If you look at the call stack from first image, the code was calling from GameObject’s Update() so this is surely on main thread and I’m 99% sure no multithread shenanigan happening here that would race to write m_PendingCreationDeserialize
And from searching references, the only place that set it null is here.
The other place should also calling from main thread, it was from Mirror’s (the networking lib) network data callback, which called from LateUpdate.
If anyone has a hunch or weird knowledge or idea to share on this I would be appreciated.
This occurrence has ruined my believe that there isn’t quantum or Schrodinger variable involved!
It’s very suss. If the array was a null reference due to some multithreading shennanigans, ArraySegment.ctor shouldn’t be throwing a NullReferenceException, it should be throwing an ArgumentNullException, see the docs.

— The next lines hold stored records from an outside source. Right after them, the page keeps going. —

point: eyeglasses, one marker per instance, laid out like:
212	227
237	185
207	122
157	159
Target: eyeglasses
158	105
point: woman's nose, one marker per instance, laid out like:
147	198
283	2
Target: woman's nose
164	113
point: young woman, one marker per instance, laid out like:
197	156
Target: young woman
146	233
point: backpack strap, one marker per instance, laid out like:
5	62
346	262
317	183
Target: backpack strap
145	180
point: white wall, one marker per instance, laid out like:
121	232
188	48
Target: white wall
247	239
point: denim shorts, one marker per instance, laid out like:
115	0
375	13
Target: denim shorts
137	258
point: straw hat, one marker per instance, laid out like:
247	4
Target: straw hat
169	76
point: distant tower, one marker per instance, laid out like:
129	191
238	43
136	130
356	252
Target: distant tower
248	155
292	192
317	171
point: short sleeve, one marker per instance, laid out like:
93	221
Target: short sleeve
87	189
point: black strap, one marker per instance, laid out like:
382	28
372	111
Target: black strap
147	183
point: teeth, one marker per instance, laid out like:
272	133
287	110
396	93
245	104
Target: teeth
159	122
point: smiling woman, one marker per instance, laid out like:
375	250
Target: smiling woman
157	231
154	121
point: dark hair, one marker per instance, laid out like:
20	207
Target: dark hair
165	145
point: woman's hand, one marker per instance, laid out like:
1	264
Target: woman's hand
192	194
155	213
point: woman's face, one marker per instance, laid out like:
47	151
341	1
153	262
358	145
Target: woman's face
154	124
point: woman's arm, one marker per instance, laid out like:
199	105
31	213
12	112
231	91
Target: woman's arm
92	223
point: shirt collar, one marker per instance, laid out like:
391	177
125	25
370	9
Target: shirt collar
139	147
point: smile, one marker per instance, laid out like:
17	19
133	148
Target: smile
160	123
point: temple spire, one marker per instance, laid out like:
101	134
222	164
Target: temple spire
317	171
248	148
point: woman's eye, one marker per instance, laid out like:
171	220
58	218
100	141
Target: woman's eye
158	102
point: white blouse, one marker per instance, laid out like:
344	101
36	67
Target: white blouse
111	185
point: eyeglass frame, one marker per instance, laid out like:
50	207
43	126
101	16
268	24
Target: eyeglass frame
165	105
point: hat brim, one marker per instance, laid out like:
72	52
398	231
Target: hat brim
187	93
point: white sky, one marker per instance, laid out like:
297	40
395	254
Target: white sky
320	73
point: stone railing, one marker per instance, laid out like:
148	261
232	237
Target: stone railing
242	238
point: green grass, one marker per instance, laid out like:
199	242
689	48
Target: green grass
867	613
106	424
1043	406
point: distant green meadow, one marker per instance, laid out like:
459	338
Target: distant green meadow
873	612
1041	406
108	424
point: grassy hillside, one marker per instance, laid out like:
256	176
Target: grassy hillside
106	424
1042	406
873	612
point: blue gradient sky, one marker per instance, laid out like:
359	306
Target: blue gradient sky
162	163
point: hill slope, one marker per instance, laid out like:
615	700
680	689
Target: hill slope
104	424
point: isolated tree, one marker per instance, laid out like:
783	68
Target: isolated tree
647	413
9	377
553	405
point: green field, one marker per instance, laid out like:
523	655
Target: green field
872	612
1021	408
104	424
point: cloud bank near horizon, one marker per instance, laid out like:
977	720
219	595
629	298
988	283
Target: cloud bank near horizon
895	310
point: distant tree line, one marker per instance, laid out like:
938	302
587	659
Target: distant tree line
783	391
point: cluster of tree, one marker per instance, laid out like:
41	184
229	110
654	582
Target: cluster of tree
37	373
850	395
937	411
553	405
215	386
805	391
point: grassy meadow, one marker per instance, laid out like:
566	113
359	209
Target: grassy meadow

Which means that either there’s a bug in the implementation of ArraySegment (unlikely), or there’s a bug in the report itself - ie. that it’s reporting the wrong stack trace.
I’m pretty positive the line number is lined up as it points to ctor in question. But yea I will never know what happen on bytecode level around that call. Something could optimize it.
It works, I tried it just in case ^^; ctor can run with the new byte[0] array
That’s interesting, I haven’t thought about that. it would throw a different error.
my gut also told me that it slight chance could be from C# Mono implementation of that Unity version I’m using (2022.1.15) which is quite aged.
Also if it’s a false report I’d be very happy to have it ended that way
Thank you everyone for helping me in this sanity check.
So far it’s good that it happen not to everyone. But if this specific location triggers more same error again then it could not be coincident. so the mystery continues…
TY for the article, I had fun reading it, especially in current state when it happened to me now.
Is that “m_PendingCreationDeserialize” by any chance a property with some dodgy getter code?
It would be great to have at least the fundamental context of the problem. As we can see you only have one line that actually sets the field / property to a value. Where is that line?
It is plain field member in the class.
that’s why I deem it seemingly impossible, unless something else goes on the bytecode or C# Mono lmplementation level.